Kapakahines B and F
Baran, Newhouse, Lewis. JACS, 2009, ASAP. DOI: 10.1021/ja901573x.
It’s always nice to be surprised by a synthesis dropping from nowhere… even though the commenting team here at Tot. Syn. mentioned an impeding Baran synthesis of an Indole-containing natural product. And here it is, breaking a unmentioned Tot. Syn. rule – I don’t do peptides. I’ve never mentioned this before, and no one has ever complained, so I guess I’m not the only one! Kapakahine B gets out of this quandry by also featuring a rather tasty tetracyclic indole centered moiety, and a selectivity issue built into the macrocycle.
The synthesis starts with a rather nice bit of Knochel, allowing addition of an alkyne to the primary iodides without disturbing the acidic chiral center. What’s going on here is firstly an insertion of a copper/zinc complex into the alkyliodide, and then attack into the haloacetylene. Nice, as this acetylene leaves them perfectly set for a bit of indole building later.

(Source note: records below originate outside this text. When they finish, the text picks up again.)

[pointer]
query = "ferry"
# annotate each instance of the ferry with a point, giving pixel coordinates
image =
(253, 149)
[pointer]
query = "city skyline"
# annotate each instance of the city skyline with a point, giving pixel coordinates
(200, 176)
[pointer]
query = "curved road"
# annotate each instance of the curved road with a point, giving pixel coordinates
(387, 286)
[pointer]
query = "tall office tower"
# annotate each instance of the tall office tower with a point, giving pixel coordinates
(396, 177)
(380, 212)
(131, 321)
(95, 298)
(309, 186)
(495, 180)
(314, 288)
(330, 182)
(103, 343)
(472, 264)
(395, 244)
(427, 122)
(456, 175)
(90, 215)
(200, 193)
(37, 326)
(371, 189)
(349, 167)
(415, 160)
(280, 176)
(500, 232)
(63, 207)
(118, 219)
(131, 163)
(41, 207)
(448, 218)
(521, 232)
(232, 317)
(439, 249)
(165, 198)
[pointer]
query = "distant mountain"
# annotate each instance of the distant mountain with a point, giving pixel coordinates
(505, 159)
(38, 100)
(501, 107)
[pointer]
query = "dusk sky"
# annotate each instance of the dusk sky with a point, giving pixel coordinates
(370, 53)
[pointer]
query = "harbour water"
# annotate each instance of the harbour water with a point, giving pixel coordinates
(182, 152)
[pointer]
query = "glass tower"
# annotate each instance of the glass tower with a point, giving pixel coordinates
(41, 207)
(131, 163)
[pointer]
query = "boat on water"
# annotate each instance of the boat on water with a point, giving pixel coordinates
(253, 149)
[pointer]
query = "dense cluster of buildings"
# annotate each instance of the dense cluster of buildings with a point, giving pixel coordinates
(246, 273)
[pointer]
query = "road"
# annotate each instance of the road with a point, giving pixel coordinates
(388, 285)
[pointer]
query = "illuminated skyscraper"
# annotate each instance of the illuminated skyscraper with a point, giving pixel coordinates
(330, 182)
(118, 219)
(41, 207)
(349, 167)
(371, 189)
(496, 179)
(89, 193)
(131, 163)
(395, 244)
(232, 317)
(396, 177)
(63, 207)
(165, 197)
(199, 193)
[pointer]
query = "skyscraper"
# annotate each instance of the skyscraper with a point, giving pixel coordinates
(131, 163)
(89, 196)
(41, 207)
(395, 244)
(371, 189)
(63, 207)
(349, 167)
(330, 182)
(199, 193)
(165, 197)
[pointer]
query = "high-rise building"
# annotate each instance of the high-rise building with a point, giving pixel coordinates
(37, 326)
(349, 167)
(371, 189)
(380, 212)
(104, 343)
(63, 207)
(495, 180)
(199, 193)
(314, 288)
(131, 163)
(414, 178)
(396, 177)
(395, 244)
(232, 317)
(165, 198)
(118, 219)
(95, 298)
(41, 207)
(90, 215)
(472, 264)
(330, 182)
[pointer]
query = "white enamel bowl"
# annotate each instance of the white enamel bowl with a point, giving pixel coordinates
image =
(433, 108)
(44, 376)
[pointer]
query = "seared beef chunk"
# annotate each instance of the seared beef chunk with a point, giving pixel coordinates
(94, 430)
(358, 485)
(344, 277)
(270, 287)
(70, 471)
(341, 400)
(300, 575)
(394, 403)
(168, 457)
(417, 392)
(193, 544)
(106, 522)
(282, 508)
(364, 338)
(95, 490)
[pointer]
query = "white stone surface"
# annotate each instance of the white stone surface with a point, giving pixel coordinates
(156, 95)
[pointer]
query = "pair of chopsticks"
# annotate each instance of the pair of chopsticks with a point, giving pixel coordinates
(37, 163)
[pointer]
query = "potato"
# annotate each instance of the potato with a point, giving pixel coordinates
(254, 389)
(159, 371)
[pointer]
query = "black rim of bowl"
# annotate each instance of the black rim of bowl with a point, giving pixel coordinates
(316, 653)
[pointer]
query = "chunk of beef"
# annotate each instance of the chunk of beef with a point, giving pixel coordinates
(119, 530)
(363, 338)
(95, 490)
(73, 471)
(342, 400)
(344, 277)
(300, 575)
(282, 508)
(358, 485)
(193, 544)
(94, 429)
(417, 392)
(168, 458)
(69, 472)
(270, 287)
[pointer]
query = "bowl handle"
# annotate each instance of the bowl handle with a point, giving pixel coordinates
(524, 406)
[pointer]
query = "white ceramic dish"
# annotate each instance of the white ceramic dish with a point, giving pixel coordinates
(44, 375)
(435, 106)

The next bit of chemistry is distinctly reminiscent of work done by Baran and Newhouse last year, working towards psychotrimine. As I said in that previous post, “their key reaction … involved an oxidative coupling of an indole with an aniline, and then cyclisation of the resulting imine with a pendant amide to form the aminal centre”. And this trick works as well as in the previous synthesis, with a similar yield, and in this case, with impressive induction of stereochemistry.
After doing a Larock indole-formation with both the fragments above, the group had the right-had intermediate shown below. The group’s bet was that under amide-forming conditions, the aminal center will equibrilate between the two forms on the top of the figure. The key point is that one has a free, primary amine, whilst the other has a secondary amide (with the nitrogen lone-pair tied-up into the pi-system). This means that although the 6,5,6 system is less favoured, it reacts in the cyclisation reaction far faster, pulling the equilibrium towards it.
And damn, their bet paid-off. A 70% yield, with the majority in their favour is a fantastic success, using non-too-special reagents. (BTW, HOAt = 1-Hydroxy-7-Azabenzotriazole). What more can be said? The rest of the synthesis is peptide-bashing, allowing completion of two family members in 12 and 14 steps. Top banana.